The storm caused serious damage along more than 250 miles of Texas coastline, tearing off roofs, flattening trailers and toppling trees. Several low-lying areas were flooded, and two people were killed by falling trees or limbs, officials said.
American Electric Power worked to restore power to the estimated 30,000 customers who woke up in the dark in Victoria and elsewhere Wednesday, sending an armada of tree-cutting trucks and cherry pickers to repair damage.
"Today is going to reveal a much better picture of what disaster assistance will be needed," American Red Cross spokeswoman Suzanne Hogan said in Port Lavaca, which was hit hard by the storm.

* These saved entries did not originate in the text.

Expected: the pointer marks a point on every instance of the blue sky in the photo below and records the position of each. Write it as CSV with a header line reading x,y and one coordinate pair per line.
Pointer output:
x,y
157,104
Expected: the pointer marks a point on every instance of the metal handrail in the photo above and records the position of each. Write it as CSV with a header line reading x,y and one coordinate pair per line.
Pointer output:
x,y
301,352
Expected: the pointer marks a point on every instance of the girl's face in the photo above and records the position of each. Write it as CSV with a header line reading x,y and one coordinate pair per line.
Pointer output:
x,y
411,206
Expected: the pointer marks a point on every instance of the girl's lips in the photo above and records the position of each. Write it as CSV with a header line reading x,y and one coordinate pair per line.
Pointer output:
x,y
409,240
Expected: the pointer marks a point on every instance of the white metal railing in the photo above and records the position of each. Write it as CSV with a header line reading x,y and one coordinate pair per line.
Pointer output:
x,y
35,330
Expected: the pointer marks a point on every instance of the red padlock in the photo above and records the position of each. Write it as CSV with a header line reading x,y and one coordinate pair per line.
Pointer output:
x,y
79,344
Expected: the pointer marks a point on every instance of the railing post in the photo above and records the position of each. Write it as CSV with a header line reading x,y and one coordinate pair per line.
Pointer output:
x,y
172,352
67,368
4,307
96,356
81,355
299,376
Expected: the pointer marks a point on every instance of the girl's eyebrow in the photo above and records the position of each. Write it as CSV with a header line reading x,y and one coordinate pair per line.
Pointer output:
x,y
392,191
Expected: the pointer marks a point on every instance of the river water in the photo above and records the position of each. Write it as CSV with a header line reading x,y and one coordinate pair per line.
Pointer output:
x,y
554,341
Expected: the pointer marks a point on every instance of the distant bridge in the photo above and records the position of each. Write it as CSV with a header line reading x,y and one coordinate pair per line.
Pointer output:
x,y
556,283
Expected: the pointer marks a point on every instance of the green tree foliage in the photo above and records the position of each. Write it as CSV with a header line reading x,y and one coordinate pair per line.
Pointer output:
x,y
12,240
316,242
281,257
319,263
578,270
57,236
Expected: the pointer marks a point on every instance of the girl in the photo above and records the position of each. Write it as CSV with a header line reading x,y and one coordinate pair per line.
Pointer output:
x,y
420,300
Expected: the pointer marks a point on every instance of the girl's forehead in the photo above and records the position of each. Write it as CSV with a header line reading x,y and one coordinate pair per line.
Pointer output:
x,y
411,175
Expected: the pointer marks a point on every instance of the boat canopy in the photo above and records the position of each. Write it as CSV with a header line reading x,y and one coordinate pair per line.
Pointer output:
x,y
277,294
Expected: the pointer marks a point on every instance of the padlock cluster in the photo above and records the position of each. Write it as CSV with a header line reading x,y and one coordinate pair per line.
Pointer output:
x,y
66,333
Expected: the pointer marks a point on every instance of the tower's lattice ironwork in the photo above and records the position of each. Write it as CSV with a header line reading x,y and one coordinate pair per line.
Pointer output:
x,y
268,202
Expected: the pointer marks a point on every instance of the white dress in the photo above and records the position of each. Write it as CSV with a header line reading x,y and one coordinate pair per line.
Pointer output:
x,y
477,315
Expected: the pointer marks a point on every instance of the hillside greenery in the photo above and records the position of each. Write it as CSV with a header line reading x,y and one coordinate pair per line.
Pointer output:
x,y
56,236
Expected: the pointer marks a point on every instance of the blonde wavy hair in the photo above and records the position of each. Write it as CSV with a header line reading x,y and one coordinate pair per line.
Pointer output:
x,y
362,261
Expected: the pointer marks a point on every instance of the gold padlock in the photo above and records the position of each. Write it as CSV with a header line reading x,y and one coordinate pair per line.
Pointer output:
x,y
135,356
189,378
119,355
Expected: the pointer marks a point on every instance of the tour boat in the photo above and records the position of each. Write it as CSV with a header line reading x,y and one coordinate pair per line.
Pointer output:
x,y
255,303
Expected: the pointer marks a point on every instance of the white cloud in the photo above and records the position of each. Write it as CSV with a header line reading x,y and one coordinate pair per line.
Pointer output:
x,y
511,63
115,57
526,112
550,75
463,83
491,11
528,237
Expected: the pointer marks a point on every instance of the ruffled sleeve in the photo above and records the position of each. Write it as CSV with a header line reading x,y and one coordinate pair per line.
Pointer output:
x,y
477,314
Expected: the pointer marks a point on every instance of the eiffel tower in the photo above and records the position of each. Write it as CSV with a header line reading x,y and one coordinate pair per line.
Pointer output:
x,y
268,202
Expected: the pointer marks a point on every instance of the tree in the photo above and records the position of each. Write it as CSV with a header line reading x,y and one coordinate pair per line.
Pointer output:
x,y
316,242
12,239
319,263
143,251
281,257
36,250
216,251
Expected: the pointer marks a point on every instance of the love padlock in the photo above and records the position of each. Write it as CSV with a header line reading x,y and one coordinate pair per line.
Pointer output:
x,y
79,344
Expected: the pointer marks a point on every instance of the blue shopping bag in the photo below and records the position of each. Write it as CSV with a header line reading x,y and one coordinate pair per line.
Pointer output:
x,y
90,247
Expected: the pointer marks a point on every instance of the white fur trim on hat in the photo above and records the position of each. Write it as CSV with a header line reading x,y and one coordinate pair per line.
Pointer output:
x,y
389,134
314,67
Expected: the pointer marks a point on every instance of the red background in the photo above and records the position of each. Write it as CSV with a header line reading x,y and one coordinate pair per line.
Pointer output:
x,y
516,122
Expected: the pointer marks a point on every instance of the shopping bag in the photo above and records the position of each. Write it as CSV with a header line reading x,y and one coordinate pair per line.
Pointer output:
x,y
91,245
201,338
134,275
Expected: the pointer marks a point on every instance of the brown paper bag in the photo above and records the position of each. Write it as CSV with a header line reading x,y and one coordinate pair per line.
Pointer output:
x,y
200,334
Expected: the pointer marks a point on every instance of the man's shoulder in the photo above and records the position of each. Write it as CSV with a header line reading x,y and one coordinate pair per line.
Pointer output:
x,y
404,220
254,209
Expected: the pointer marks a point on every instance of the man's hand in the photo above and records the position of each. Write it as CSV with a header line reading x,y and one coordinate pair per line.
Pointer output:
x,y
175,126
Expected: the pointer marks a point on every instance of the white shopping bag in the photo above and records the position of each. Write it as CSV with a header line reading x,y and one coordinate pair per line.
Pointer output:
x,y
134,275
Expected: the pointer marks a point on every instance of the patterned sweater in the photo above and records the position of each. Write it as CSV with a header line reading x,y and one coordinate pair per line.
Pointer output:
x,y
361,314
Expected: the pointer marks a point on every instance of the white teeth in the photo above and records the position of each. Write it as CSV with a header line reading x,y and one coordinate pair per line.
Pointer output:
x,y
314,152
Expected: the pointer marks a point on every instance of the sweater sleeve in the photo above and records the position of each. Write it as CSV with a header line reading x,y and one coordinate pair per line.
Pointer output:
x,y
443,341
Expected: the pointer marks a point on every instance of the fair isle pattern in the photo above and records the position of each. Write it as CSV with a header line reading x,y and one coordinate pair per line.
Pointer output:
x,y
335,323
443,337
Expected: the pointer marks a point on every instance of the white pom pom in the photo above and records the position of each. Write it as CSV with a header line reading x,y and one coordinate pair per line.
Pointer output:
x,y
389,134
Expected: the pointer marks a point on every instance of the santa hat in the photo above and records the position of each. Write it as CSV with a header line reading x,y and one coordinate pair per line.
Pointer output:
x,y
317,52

Texas Gov. Rick Perry said the state shifted from a response phase to a recovery phase Wednesday.
"The recovery for this hurricane will be difficult and it's going to take a while, but we will get through it," he said.
Sandra Ray of the Southwestern Insurance Information Service, a trade association for insurers, said a damage estimate likely wouldn't be made until today.
James P. Rizzo, a researcher at Texas A&M-Corpus Christi, spent Wednesday on a Port Lavaca fishing pier dismantling a destroyed weather and tide monitoring station valued at $40,000.
"Events like these are the ones we're here trying to measure," said Rizzo. "It's the nature of the business."